The rejiggered rebate program will offer a 1 percent to 2 percent rebate bump to emphasize the stars of EMC's new-school portfolio.

EMC is in the process of tweaking its partner rebate program to refocus it on the product lines that can provide the company the most momentum in the last months before it is acquired by Dell Inc., say solution providers briefed on the changes.

"They're worried about earnings," said a top executive at one large EMC solution provider who wished to remain anonymous. "You've seen margins drop with EMC, and certainly that's been a big hit to us, and the whole storage industry is under more fire than anyone at this point. They want to make sure the VAR community is in line with their go-to-market strategies."

The rejiggered rebate program will offer a 1- to 2-percent rebate bump to emphasize the stars of EMC's new-school portfolio, including the new Unity and VxRail hyper-converged lines, as well as ExtremIO and its new all-flash VMAX and DSSD products and Data Domain, according to solution providers. Still, the increase merely offsets cuts EMC has been making to back-end rebates for traditional product lines like VNX in recent years.

[Related: Q&A: EMC's Jeremy Burton On Dell's EMC Buy, VCE, Cisco And NetApp]

"Dell's going to take them over in August, September, October, and Dell's year-end isn't until January. EMC doesn't want to lose momentum in the meantime, and this is a way to hide the fact that they're reducing back-end rebates, which is a pattern we've seen in the last few years," the solution provider executive said.

Stephen Monteros, vice president of business development at Sigmanet, an Ontario, Calif.-based EMC solution provider, said the result of the rebate increases and cuts is a wash, but the new rebates are still worthwhile.

"I view it as an offset, the net-net is close to a wash," Monteros said. "But there's a reason people are migrating to these technologies, and as a reseller, it encourages you to develop architectures around the new technologies. You know you're supposed to do it, but unless you have some incentive you have the tendency to drag your feet a little bit."

The new rebates are stackable, meaning solution providers can earn more by combining the technologies EMC is trying to emphasize. For Sigmanet, that means ExtremIO and/or Unity with a heavy emphasis on all-flash, along with cloud tier technology with Data Domain and the ability to ship "cold data" to the public cloud.

Despite the benefits, It isn't always easy to get solution providers to think about stacking, Monteros said. "The person who buys the complete package was happier, it's a more complete experience, it's more useful. But in this industry, people have the tendency to get in and get out," he said.

EMC executives did not return messages seeking comment for this story.

EMC is a dominant presence in the worldwide storage market, claiming a 21.5 percent market share in the fourth quarter of 2015, according to IDC. But the company's $2.2 billion in storage revenue that quarter was a 5.2 percent year-over-year decline.

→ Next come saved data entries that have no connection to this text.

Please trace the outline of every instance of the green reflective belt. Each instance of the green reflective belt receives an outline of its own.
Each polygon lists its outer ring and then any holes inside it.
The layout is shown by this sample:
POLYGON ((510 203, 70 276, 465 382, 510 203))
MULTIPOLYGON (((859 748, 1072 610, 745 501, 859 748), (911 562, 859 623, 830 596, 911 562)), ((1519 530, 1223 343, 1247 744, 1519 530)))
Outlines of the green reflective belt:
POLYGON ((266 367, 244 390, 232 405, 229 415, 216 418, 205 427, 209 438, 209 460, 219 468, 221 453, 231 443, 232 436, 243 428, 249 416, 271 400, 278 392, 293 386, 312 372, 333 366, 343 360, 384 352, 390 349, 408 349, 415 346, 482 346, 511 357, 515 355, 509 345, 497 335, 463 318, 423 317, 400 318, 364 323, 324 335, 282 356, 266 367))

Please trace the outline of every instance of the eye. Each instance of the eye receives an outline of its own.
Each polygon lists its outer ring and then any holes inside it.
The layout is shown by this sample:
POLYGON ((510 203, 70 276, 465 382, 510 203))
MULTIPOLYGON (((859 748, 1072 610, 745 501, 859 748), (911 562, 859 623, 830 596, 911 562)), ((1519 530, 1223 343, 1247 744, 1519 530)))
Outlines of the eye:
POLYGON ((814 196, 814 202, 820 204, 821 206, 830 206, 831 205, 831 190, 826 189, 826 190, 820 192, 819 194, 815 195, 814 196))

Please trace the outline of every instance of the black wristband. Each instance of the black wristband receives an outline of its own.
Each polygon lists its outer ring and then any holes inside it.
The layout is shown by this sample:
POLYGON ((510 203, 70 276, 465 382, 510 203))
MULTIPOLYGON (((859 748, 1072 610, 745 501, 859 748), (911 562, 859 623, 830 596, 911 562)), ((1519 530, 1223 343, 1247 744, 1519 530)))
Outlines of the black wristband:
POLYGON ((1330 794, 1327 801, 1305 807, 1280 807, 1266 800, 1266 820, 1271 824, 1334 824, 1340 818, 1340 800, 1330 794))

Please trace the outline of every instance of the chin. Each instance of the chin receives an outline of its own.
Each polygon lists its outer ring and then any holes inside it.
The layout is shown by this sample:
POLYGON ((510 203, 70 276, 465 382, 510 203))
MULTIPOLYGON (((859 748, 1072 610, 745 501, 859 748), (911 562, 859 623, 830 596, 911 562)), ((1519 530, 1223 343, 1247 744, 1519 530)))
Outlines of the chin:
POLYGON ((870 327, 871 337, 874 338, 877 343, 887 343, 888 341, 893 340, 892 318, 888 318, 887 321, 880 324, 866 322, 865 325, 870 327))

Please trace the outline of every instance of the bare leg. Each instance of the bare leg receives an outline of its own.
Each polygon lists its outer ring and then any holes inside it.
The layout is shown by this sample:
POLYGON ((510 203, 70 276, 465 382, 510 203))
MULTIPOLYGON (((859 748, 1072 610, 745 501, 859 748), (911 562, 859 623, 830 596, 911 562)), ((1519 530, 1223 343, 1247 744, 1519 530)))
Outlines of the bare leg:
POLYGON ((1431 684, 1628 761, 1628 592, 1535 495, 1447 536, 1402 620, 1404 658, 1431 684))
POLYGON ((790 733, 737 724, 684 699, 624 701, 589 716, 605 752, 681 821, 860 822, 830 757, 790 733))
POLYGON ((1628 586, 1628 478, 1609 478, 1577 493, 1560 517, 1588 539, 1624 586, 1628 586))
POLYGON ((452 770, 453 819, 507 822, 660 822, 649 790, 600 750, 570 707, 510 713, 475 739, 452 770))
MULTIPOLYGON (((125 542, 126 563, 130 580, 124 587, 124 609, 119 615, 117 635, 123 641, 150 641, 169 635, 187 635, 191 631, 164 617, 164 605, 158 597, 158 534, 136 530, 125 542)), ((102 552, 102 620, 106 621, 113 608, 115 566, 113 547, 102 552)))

The Hopkinton, Mass.-based data storage giant reported first quarter revenue of $5.5 billion, a 2 percent decline year-over-year, along with a profit of $603 million, flat with the same period a year ago.

Customers have shifted spending toward software-defined, server-based and cloud storage perhaps faster than legacy hardware vendors anticipated, forcing companies like EMC to adjust.

Despite the pending $60 billion-plus merger, which is expected to close before the end of October, one Dell executive told CRN that Dell Chairman and CEO Michael Dell didn't have any input to EMC's rebate program adjustments, saying EMC executives are expected to run the company's business as they see fit until the acquisition closes.